Good news - it only affects 6000 vehicles with the optional lightbar which is dealer installed. Bad news - Tesla finds it ok to let its dealers do glued lightbar installations and can't really fix the glue failing part so they are adding redundancy.

hsnewman•55m ago
I can't believe they are still selling that abomination. The styling is not the same as their rest of the lineup, which was a major mistake. I personally wouldn't want a car that relies on glue that much.
bdangubic•49m ago
I like the glue, you can fix all these issues yourself by raiding your kids desk for some school glue :)
jlv2•36m ago
This is click-bait with the bogus "Yep, more peices are falling off"
chollida1•32m ago
https://electrek.co/2025/11/13/tesla-recalls-over-10000-powe...

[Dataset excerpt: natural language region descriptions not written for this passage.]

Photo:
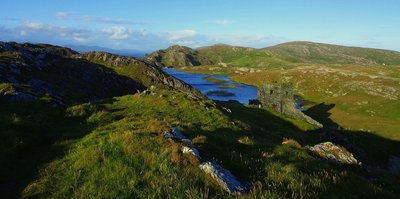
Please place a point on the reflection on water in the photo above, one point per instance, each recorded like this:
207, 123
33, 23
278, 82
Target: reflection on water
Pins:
223, 90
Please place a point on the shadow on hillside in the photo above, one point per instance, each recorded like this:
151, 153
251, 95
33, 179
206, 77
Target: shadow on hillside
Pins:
320, 113
31, 135
267, 131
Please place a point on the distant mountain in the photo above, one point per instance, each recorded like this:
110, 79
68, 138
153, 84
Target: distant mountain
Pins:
123, 52
35, 71
310, 52
275, 56
177, 56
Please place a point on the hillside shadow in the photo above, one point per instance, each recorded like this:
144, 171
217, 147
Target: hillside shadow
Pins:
248, 161
31, 135
320, 113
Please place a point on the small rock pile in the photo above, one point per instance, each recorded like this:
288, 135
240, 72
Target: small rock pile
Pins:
221, 175
334, 153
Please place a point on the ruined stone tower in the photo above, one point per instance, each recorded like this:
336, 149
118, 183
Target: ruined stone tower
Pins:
280, 97
275, 95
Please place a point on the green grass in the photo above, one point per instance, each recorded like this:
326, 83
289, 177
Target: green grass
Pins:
214, 80
123, 154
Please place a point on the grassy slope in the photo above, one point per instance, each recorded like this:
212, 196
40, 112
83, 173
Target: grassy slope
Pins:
286, 54
118, 151
363, 98
309, 52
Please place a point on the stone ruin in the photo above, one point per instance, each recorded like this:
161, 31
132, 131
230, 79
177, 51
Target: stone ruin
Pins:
280, 97
275, 96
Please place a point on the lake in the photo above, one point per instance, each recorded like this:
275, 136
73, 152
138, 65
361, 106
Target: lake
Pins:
216, 87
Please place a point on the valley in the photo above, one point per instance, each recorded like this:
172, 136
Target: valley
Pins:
93, 125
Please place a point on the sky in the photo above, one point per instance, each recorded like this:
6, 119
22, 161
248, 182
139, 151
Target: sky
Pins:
156, 24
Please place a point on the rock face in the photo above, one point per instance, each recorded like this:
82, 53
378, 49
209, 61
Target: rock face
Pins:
177, 56
144, 71
394, 165
280, 97
65, 76
224, 177
334, 153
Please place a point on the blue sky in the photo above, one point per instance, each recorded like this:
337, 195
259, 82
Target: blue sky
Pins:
150, 25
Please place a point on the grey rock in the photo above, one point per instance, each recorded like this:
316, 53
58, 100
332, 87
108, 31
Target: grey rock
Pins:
223, 177
191, 150
334, 153
394, 165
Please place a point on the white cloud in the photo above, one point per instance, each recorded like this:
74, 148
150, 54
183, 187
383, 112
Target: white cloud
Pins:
118, 32
180, 34
124, 37
62, 15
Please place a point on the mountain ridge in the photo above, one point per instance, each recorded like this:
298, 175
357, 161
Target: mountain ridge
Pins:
277, 55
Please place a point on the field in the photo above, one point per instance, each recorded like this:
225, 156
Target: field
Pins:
355, 97
115, 148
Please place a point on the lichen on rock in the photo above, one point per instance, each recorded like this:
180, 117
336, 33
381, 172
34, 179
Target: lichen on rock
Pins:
334, 153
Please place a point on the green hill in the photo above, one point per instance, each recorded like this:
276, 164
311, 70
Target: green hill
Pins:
309, 52
275, 56
107, 140
177, 56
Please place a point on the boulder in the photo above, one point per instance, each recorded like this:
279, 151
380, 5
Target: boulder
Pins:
192, 151
394, 165
174, 133
334, 153
223, 177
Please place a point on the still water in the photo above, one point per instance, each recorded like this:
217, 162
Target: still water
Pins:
217, 87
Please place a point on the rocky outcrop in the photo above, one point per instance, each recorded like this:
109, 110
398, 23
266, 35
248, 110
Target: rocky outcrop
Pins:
41, 70
66, 76
334, 153
280, 97
222, 176
394, 165
141, 70
177, 56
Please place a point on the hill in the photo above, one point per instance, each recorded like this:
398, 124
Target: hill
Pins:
309, 52
276, 56
177, 56
118, 144
122, 52
62, 75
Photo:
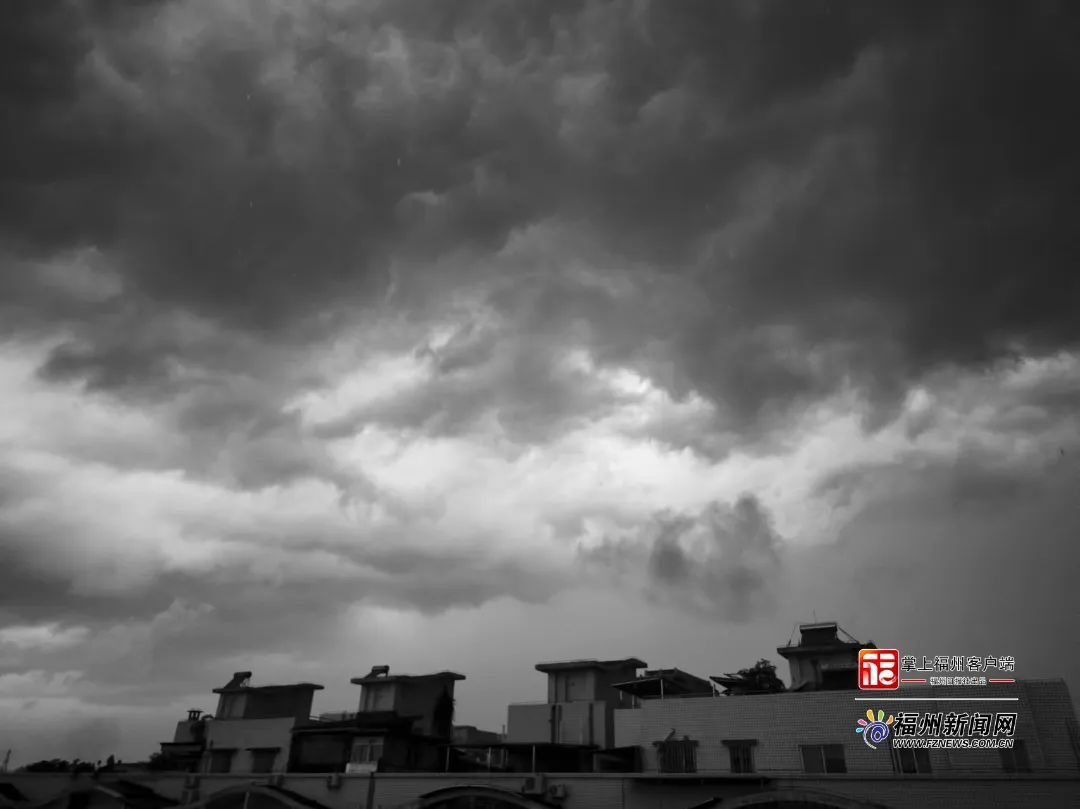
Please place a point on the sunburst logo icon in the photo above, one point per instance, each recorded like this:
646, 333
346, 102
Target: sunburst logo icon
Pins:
875, 730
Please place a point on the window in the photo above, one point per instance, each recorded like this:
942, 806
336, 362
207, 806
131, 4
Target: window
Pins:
1015, 759
677, 755
910, 762
741, 753
366, 751
262, 759
220, 760
823, 758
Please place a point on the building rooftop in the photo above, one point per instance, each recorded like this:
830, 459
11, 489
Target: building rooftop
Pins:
585, 664
381, 674
264, 689
815, 638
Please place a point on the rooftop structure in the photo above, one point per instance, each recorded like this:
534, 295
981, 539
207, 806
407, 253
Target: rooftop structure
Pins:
666, 684
822, 660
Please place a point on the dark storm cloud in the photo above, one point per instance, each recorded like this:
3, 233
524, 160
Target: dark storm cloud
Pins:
717, 563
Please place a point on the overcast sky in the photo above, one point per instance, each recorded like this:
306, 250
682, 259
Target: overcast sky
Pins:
469, 335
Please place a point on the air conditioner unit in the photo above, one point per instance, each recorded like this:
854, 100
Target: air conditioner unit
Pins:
534, 785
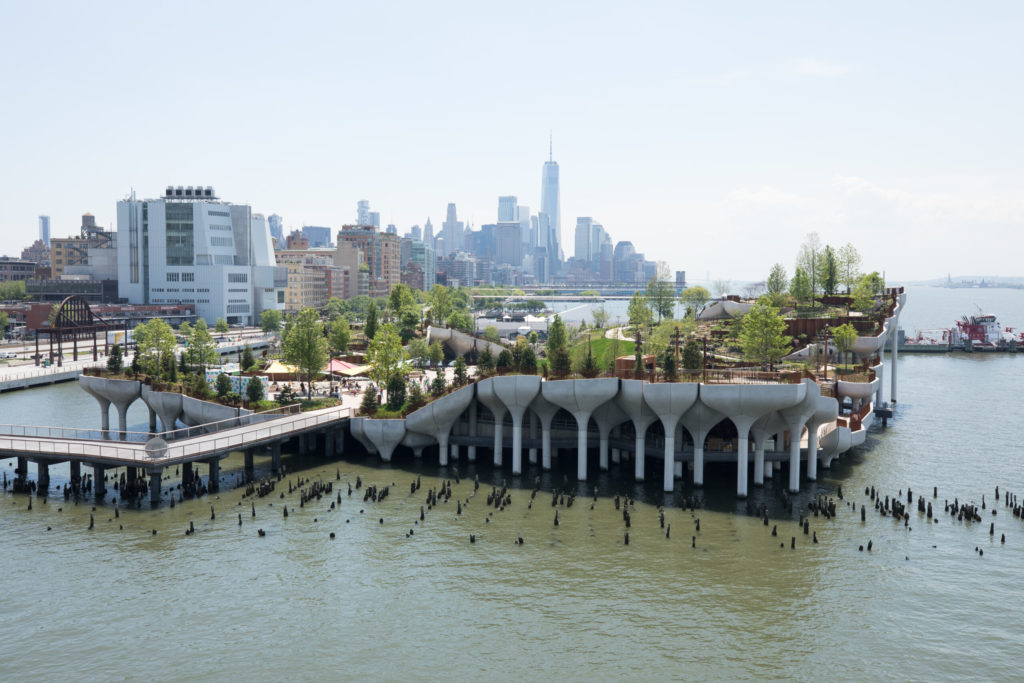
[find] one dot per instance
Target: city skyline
(749, 125)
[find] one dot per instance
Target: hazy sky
(713, 135)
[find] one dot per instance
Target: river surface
(573, 602)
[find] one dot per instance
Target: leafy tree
(829, 271)
(801, 287)
(461, 374)
(419, 352)
(369, 403)
(460, 319)
(416, 397)
(669, 365)
(809, 260)
(254, 390)
(305, 347)
(436, 352)
(848, 263)
(202, 349)
(438, 386)
(115, 361)
(155, 341)
(527, 364)
(222, 385)
(691, 354)
(763, 335)
(589, 368)
(248, 359)
(385, 355)
(269, 321)
(660, 298)
(845, 337)
(395, 392)
(777, 285)
(485, 363)
(339, 336)
(440, 303)
(370, 329)
(638, 311)
(693, 299)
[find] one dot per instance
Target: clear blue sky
(713, 135)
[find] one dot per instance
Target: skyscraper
(551, 232)
(44, 229)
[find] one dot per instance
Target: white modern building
(189, 247)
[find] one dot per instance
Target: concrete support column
(42, 477)
(532, 436)
(742, 462)
(795, 459)
(582, 449)
(640, 454)
(214, 474)
(812, 452)
(546, 446)
(442, 449)
(471, 451)
(669, 480)
(155, 475)
(97, 479)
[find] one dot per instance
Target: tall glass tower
(551, 224)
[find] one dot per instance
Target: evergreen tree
(254, 390)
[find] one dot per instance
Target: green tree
(660, 297)
(370, 329)
(762, 334)
(269, 321)
(809, 260)
(436, 352)
(306, 347)
(691, 354)
(829, 271)
(638, 311)
(439, 301)
(693, 299)
(369, 403)
(248, 359)
(669, 365)
(485, 363)
(254, 390)
(155, 342)
(777, 285)
(222, 385)
(202, 349)
(461, 374)
(115, 361)
(845, 337)
(339, 336)
(801, 287)
(527, 364)
(419, 352)
(848, 262)
(385, 355)
(460, 319)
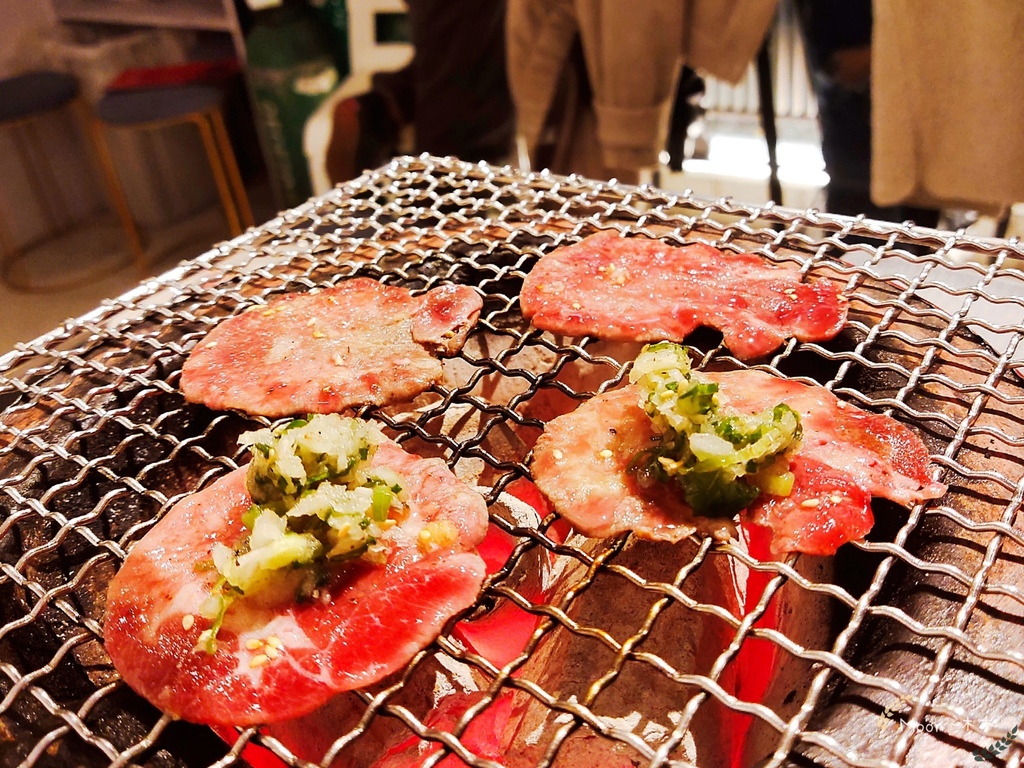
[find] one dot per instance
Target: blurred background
(135, 133)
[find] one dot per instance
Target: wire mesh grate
(903, 649)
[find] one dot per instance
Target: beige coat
(634, 50)
(947, 103)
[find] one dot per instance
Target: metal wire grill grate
(904, 649)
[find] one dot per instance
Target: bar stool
(24, 99)
(152, 109)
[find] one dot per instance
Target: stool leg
(218, 172)
(94, 128)
(38, 190)
(231, 166)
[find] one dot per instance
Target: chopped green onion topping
(316, 503)
(721, 461)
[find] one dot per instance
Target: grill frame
(442, 219)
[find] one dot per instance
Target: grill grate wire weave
(922, 660)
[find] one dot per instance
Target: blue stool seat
(35, 92)
(156, 104)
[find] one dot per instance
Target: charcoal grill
(923, 664)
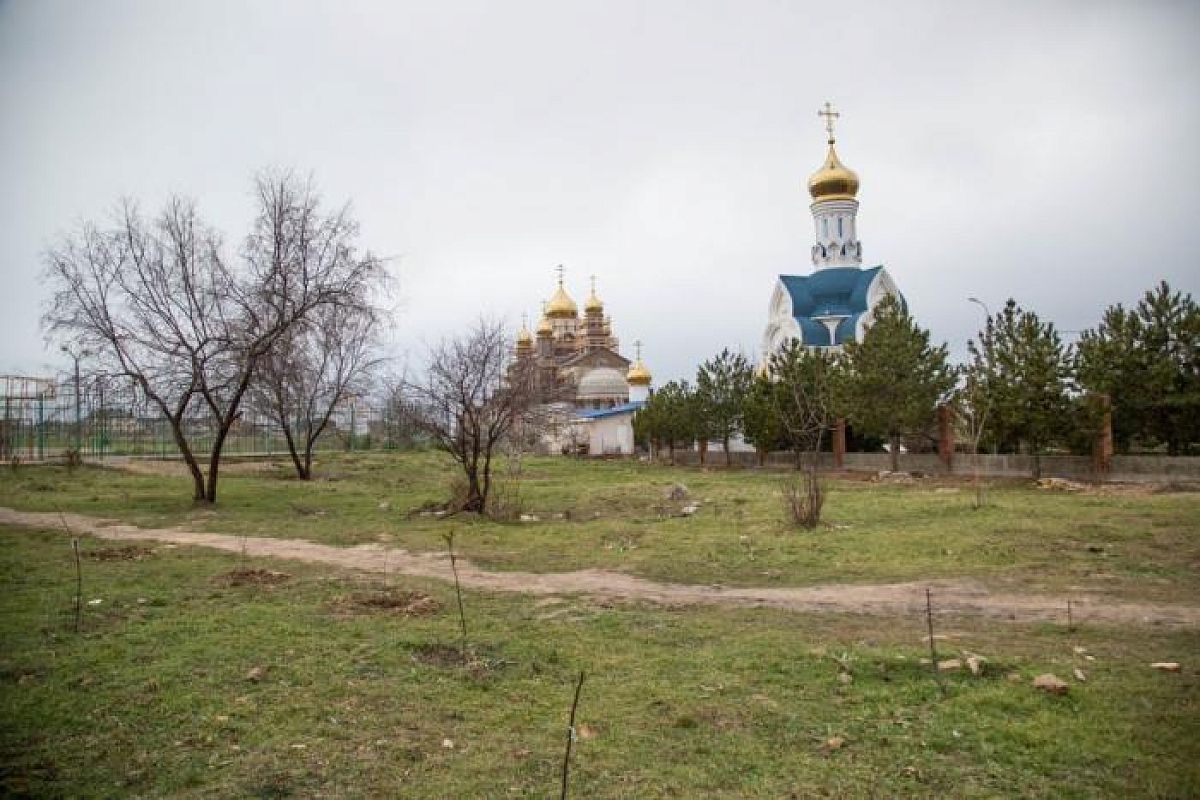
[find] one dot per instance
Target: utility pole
(76, 356)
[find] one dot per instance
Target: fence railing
(106, 420)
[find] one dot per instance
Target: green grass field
(186, 681)
(160, 695)
(613, 515)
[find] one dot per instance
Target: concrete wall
(1126, 469)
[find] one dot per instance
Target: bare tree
(157, 302)
(313, 370)
(472, 398)
(971, 405)
(803, 398)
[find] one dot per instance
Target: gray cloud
(1044, 151)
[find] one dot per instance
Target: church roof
(601, 413)
(837, 293)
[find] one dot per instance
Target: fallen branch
(570, 737)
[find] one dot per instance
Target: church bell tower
(833, 188)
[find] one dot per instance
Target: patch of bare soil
(959, 597)
(255, 577)
(394, 601)
(126, 553)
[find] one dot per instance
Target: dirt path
(965, 597)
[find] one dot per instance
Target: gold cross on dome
(831, 115)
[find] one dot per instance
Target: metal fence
(43, 417)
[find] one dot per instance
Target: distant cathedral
(834, 304)
(579, 358)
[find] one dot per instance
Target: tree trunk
(474, 499)
(193, 467)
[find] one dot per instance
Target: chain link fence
(43, 419)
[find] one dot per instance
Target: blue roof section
(600, 413)
(834, 292)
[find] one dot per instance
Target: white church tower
(834, 208)
(834, 304)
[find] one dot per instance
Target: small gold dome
(593, 305)
(834, 180)
(637, 374)
(561, 305)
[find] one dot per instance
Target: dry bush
(803, 498)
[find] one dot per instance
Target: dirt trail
(965, 597)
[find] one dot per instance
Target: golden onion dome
(561, 305)
(834, 180)
(637, 374)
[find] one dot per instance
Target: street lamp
(982, 305)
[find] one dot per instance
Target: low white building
(607, 431)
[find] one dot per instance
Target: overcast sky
(1048, 151)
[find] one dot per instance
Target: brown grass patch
(255, 577)
(394, 601)
(127, 553)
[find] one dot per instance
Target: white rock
(1051, 684)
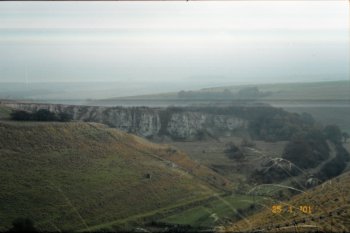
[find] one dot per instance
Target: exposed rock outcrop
(184, 124)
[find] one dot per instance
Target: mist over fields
(198, 116)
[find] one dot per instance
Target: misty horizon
(213, 43)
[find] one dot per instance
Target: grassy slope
(77, 175)
(211, 214)
(329, 211)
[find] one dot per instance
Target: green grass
(211, 214)
(71, 176)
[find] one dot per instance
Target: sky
(215, 41)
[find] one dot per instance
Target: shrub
(23, 225)
(21, 116)
(44, 115)
(333, 133)
(233, 151)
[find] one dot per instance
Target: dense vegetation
(307, 150)
(40, 115)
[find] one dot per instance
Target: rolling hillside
(82, 176)
(325, 209)
(328, 102)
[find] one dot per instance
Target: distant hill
(326, 209)
(328, 102)
(82, 176)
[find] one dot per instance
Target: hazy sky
(238, 41)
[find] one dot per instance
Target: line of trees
(40, 115)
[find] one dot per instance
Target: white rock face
(186, 125)
(145, 121)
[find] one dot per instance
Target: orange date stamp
(279, 209)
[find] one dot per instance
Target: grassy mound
(324, 209)
(73, 176)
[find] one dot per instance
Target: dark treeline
(40, 115)
(249, 93)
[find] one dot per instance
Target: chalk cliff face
(186, 124)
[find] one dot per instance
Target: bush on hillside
(333, 133)
(233, 151)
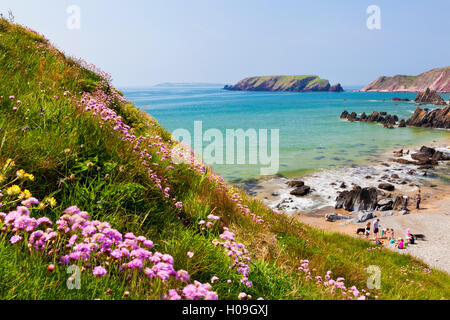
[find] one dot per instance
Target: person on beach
(418, 201)
(401, 244)
(367, 233)
(375, 228)
(405, 204)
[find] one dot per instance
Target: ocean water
(312, 136)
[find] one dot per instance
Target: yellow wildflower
(15, 189)
(25, 194)
(20, 173)
(50, 201)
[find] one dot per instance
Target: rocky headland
(295, 83)
(436, 118)
(436, 79)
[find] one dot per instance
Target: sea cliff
(299, 83)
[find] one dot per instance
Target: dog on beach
(420, 236)
(360, 230)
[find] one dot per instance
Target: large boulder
(385, 205)
(301, 191)
(364, 216)
(437, 118)
(358, 199)
(429, 96)
(295, 184)
(386, 186)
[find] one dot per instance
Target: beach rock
(437, 118)
(385, 204)
(429, 96)
(358, 199)
(301, 191)
(386, 186)
(364, 216)
(403, 161)
(344, 114)
(295, 184)
(427, 150)
(335, 217)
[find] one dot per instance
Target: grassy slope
(117, 189)
(405, 80)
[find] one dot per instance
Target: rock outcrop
(429, 96)
(301, 83)
(358, 199)
(437, 118)
(301, 191)
(436, 79)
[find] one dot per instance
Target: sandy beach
(432, 220)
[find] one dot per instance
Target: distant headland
(435, 79)
(294, 83)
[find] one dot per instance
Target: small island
(298, 83)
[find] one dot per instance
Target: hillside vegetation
(87, 180)
(435, 79)
(299, 83)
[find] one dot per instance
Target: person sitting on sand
(375, 228)
(412, 239)
(418, 201)
(401, 244)
(367, 233)
(405, 204)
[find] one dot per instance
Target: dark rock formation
(301, 191)
(295, 184)
(386, 186)
(435, 79)
(335, 217)
(336, 88)
(357, 199)
(437, 118)
(364, 216)
(429, 96)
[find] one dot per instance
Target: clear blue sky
(144, 42)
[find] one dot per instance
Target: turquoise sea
(312, 136)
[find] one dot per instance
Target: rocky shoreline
(342, 200)
(436, 118)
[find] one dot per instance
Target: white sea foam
(326, 184)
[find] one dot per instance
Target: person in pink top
(400, 244)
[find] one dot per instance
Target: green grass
(79, 162)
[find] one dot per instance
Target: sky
(146, 42)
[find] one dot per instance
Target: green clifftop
(435, 79)
(299, 83)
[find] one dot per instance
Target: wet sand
(432, 220)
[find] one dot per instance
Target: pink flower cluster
(90, 242)
(195, 291)
(330, 283)
(238, 252)
(152, 151)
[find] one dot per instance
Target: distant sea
(312, 136)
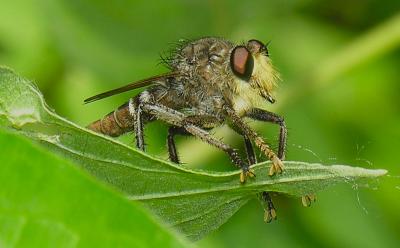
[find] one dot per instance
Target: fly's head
(253, 70)
(242, 74)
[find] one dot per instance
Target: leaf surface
(193, 201)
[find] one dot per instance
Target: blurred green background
(339, 62)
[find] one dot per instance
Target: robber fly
(211, 82)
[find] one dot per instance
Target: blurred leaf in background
(75, 48)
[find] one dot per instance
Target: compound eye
(257, 46)
(242, 62)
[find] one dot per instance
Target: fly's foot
(276, 166)
(269, 212)
(269, 215)
(308, 199)
(246, 172)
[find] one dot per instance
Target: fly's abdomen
(115, 123)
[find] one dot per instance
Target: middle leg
(269, 212)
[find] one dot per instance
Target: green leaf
(193, 201)
(47, 202)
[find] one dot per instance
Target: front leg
(264, 115)
(277, 165)
(178, 119)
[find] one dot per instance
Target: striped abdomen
(115, 123)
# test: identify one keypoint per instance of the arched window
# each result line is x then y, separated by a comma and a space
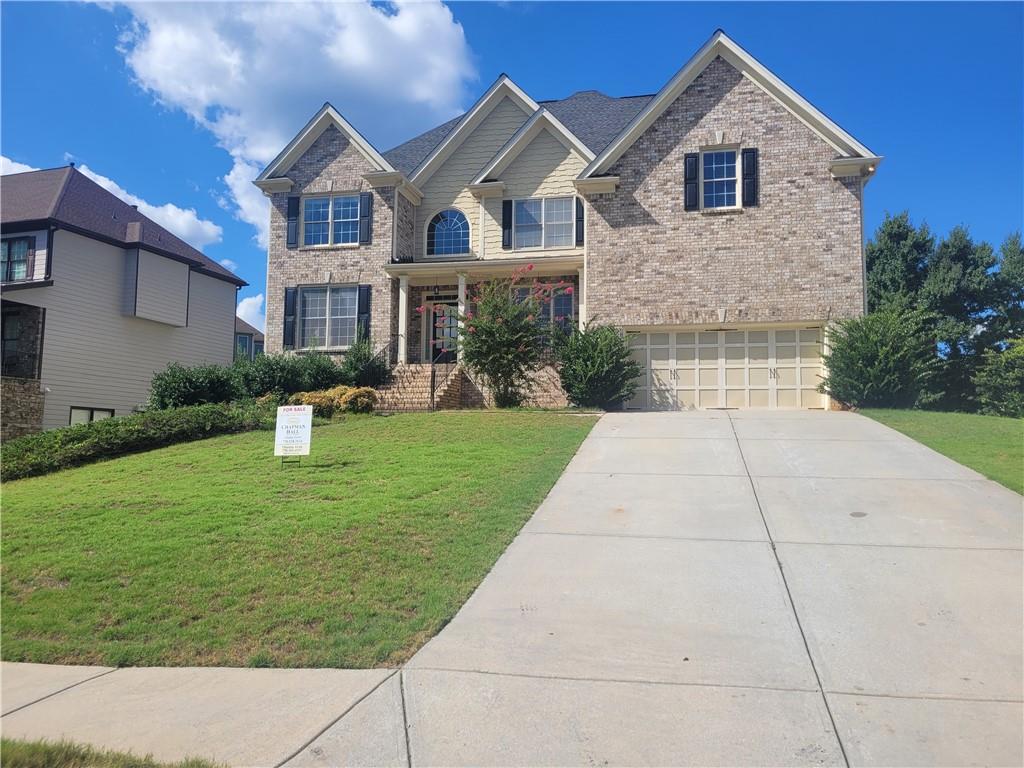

They've also recalled powerwalks. Tesla is great at being visionary, their Achilles heal has always been their weak manufacturing. Which makes sense, its the really hard part about being in the car or battery business.

maxlin•23m ago
I'd hardly call it "weak" with gigafactories setting new standards in efficiency, and Tesla being the only "recently" founded US carmaker making massive amounts of cars. All while they have more vertical integration than the competition.

Cybertrucks are for pioneers. If you want something super reliable, just get a "boring" Model Y. They've improved all parts of the design continuously, the cars are indistinguishable from the early ones when it comes to finish quality

bamboozled•18m ago
Cybertrucks are for pioneers. If you want something super reliable, just get a "boring" Model Y.

What? You think people are paying that kind of money to be beta-test a car?

barbazoo•7m ago
> If you want something super reliable, just get a "boring" Model Y

Not according to the many comments here about Model Y.